09-15-2016 04:06 AM
I used proc import to read a csv file which read one of the column as best12. , but some of the values in the column are not numeric. So, I used the 'put' statement to convert numeric variable to character variable. But still I see a new column created contains a period when ever it come across a non numeric value(for example: "na" ). Is it possible to get the same non numeric value which is same as in the csv file.
09-15-2016 04:21 AM
if you have non-numeric values than the variables shall be character type. you may set the type of variable when using the wizard from the proc import procedure or alter the code afterwards.
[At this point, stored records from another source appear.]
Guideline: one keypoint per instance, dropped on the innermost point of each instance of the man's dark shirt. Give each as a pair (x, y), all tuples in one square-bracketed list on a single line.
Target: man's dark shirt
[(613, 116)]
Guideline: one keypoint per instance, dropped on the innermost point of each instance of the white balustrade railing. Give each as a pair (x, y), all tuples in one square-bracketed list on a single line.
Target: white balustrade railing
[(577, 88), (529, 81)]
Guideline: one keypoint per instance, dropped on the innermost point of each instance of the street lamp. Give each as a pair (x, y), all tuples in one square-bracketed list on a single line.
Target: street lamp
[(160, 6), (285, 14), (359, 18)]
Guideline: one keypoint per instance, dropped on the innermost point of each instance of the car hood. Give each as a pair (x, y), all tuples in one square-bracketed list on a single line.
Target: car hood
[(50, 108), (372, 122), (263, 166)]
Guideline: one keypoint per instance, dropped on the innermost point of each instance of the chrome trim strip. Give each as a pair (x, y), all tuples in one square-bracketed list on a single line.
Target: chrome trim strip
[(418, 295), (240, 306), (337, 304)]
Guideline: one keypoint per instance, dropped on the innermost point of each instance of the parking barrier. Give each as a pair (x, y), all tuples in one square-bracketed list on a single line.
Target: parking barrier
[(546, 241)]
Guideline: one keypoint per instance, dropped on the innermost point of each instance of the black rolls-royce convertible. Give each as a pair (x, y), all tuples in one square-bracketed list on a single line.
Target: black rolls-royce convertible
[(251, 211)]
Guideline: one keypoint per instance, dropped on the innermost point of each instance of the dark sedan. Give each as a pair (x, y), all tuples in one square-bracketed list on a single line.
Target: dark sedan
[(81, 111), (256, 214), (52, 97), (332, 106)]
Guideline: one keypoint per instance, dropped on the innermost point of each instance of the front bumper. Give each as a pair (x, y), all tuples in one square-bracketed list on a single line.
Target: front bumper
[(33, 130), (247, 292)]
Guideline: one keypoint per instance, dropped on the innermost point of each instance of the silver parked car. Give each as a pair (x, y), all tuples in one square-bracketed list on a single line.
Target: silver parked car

if you have a variable numeric and some values character then, when importing the file all the non numeric values will be set to missing.
09-15-2016 04:42 AM
Which will of course double the time taken to import the file, if indeed it does fix the problem in the first place. Guessingrows reads the file twice - once to get a good guess on th erows specified, second to actually read the data. So double resource, and if you don't specify enough records, it may still not get the correct result. There is no replacement for effort on the programmers part.
09-15-2016 04:31 AM
Simple answer, don't use proc import which is a guessing procedure. Put the effort in and write the datastep import with the formats you know that are in your data. You can get a start to this code by looking at your log when you run your proc import. You will see that it generates a datastep with infile, and a line for each variable stating format, informat, length - to which you can add label also. For the informat, specify the proper informat of your data and the read in data will be read in that way. Avoids the need to post process the file and have multiple steps to process the data.
09-15-2016 04:33 AM
When you have non-numeric data in a column in your csv, you must read that column as character; you can then add logic to convert true numeric values into an additional numeric variable.
Here's a simple example:
data test; input invar $; if notdigit(trim(invar)) = 0 then numvar = input(invar,best.); cards; 123 456 xxx 789 ; run; proc print data=test; run;
Obs invar numvar 1 123 123 2 456 456 3 xxx . 4 789 789
09-15-2016 10:33 AM
Proc Import generated data step code that you can see in the log that was actually used to read the dataset.
Copy that code to the editor, change the informat and informat for that variable (and possibly others) to $25. or what ever would work, save the code and run it.
You might at the same time review other variables' informats, formats, names and consider adding Label statements and even rudimentary data checking. If you will be reading multiple files of this format then your would modify the program to change the infile and data set name statements and be good to go.
Reliance on proc import can lead to similar files with incompatible results such as this numeric/character issue or inconsistent lengths of variables and even variable names.